Disability Law Unit-Northeast assistant project coordinator Amvalika Senapati said that as per the 2001 census, there were 5,30,300 disabled persons in Assam. As per the WHO report, 2011, there are 31,16,927 persons with disabilities in Assam.

She said, “Disability, whether mental or physical, does not disable a person. Discrimination, social stigma and poverty does. The media exerts a powerful influence on the way people with disabilities are perceived. It is important that persons with disabilities that they are portray realistically and that their disabilities are explained accurately.”

Examples of denial of right to education in respect of children with disability in the various districts of Assam, inaccessible public places and empathy of various authorities in implementing the laws and schemes in respect of persons with disabilities was highlighted by her. She highlighted how there were no provisions for disabled persons in railways stations and the ISBT.

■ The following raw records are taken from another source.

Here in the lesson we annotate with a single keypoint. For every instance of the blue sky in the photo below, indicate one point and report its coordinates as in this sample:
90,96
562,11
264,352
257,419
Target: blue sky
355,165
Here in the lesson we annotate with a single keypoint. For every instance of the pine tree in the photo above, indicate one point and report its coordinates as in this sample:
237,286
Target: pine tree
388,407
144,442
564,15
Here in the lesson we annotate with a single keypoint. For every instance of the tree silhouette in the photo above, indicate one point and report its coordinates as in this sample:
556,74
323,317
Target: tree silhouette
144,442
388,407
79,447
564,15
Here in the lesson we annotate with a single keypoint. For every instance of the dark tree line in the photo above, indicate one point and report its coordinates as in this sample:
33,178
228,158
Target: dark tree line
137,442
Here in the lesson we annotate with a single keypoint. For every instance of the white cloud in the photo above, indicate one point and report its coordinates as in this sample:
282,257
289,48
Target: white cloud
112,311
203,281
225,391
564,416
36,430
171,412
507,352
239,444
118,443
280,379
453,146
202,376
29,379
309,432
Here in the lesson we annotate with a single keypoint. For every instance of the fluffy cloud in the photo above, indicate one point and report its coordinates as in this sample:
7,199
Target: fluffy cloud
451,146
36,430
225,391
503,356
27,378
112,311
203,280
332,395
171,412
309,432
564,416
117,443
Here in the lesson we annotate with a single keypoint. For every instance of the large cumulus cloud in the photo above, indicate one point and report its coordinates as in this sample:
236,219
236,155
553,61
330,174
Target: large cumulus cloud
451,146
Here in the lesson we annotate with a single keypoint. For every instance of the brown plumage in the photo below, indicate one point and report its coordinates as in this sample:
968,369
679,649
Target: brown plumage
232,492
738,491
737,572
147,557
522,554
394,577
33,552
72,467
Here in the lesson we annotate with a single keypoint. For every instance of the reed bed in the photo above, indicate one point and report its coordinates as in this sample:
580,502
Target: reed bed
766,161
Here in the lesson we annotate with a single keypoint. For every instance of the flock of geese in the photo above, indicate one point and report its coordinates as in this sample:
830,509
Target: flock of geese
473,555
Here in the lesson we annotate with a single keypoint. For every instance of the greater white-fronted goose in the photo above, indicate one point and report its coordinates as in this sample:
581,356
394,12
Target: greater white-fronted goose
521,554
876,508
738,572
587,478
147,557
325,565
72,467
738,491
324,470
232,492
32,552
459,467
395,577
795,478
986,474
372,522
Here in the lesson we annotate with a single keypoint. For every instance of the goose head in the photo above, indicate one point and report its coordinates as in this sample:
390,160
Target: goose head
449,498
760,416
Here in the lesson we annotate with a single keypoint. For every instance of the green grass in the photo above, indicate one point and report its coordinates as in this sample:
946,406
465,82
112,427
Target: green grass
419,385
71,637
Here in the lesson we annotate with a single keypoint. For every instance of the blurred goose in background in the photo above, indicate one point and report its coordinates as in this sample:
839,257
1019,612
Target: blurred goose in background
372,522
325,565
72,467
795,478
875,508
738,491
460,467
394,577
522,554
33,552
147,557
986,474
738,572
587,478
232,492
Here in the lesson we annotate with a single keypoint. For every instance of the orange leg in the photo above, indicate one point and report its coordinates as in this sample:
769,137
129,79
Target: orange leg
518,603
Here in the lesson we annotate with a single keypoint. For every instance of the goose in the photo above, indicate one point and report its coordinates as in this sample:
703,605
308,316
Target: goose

During the programme, many points were highlighted. The media, it was said, should raise awareness about the challenges faced by persons with disabilities, bring discussion of disability into the public arena to challenge the idea of it as a taboo subject, promote policies, products and services that support full participation and development of disabled persons, avoid labels like ‘disability’ or ‘mental’ which have negative stereotypes or myths associated with them, allow persons with disabilities to speak for themselves, encourage and to expose common myths about disability.